A slow, diurnal dread is just as unnerving as it is riveting in the new horror feature from Ari Aster who surprised many last year with his jolting, harrowing Hereditary.
His not so narratively marvelous and Midsommar isn’t a sequel or a rejiggering of an earlier success though some iconography from the aforementioned Toni Collette starrer may be familiar. An ambiguity appears to permeate Aster’s plotting which is predicated on the explicit as well as folklore. A certain circle of fear may well have a waking nightmarish effect on those unable to shake off recurring foreboding forecasts.
It would seem that college chums traveling through Sweden to a home commune (community) during a mid-summer festival happening once every ninety years is just another excursion even with a fraught Dani (Florence Pugh of Fighting With My Family, Lady Macbeth) delivering much emotion in the opening reel hesitantly in tow. Her beau Christian (Jack Reynor of Sing Street) really hasn’t been there for her and has been looking to move on from her. More so, his fellow blokes Josh and Mark (William Jackson Harper, Will Poulter) have wanted it to happen for a while.

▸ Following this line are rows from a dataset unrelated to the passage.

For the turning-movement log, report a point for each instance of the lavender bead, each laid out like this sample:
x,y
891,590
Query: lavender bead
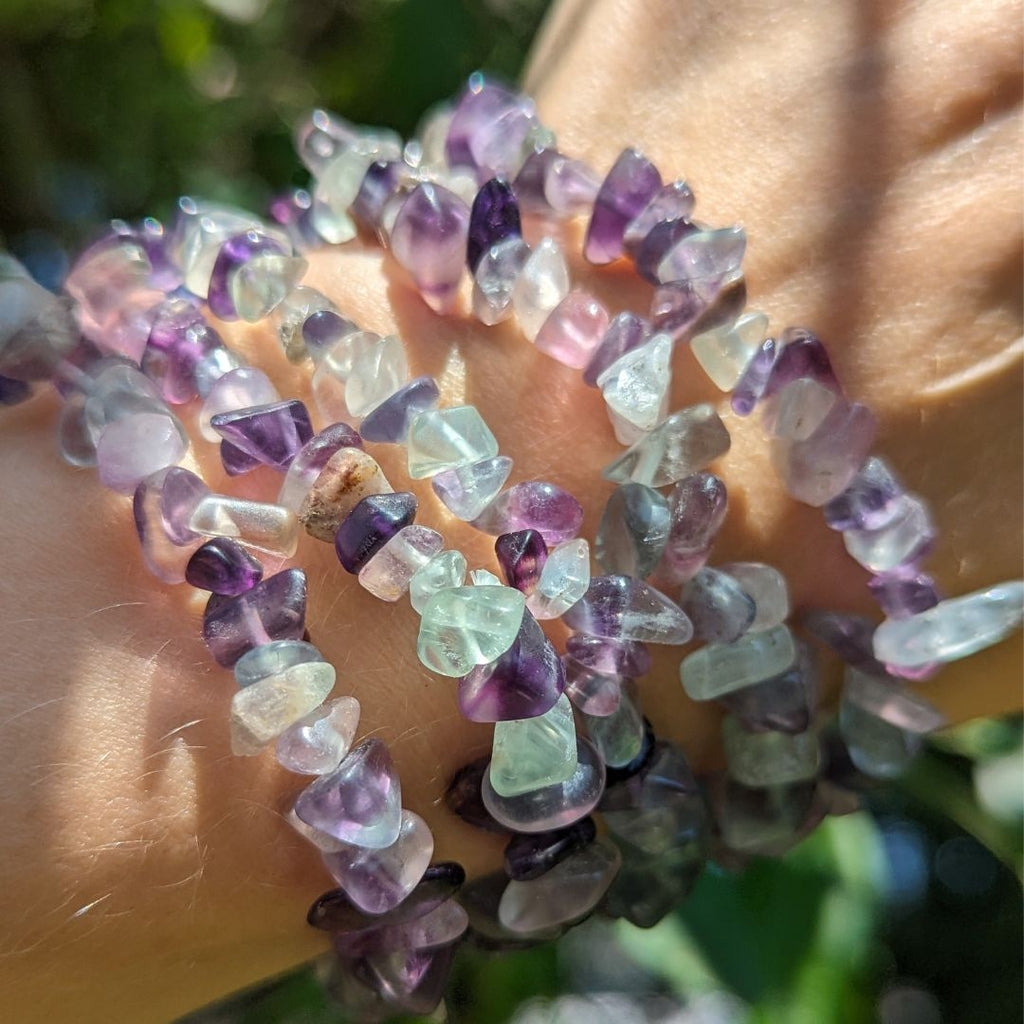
x,y
521,556
271,434
494,217
613,657
869,501
370,525
389,422
629,186
754,379
524,682
532,505
222,566
429,240
273,609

The tantalizing invitation is at the behest of fellow local bro Pelle (Vilhelm Blomgren), but once at the secluded colony the visitors are in for what can truly be more than a petrifying experience (as the camera does a flip to what can be at least as weird as ingesting psychedelic mushrooms) in using tragedy to springboard into an occult havoc that bares more than what one might care to witness. A twisting departure could very well be preset in an ambitiously unhurried cinematic swing that may not be as empathetic as interpretative as well as lacking an intriguing burrowing of trenchant suppositions.
Still, the conflict in Midsommar is hardly sabotaged with an able Aster generating an intensity, often of the iniquitous variety that supersedes his ability this time to creatively let his material flow with resonance into inexorable calamity. Even with a radical shift and a late cogent affirmation lurking near the maypole. Those suggesting Pugh may be the next Kate Winslet may not be far off given her processing of Dani through despair and subjugation, truly the compelling emotional fulcrum. And, for the many reactions that may surface from Aster’s sophomore outing you can look to instances of shameless senselessness and a contemptible Christian for more sustained wit than expected. In this uncanny train wreck of trepidation from illumination.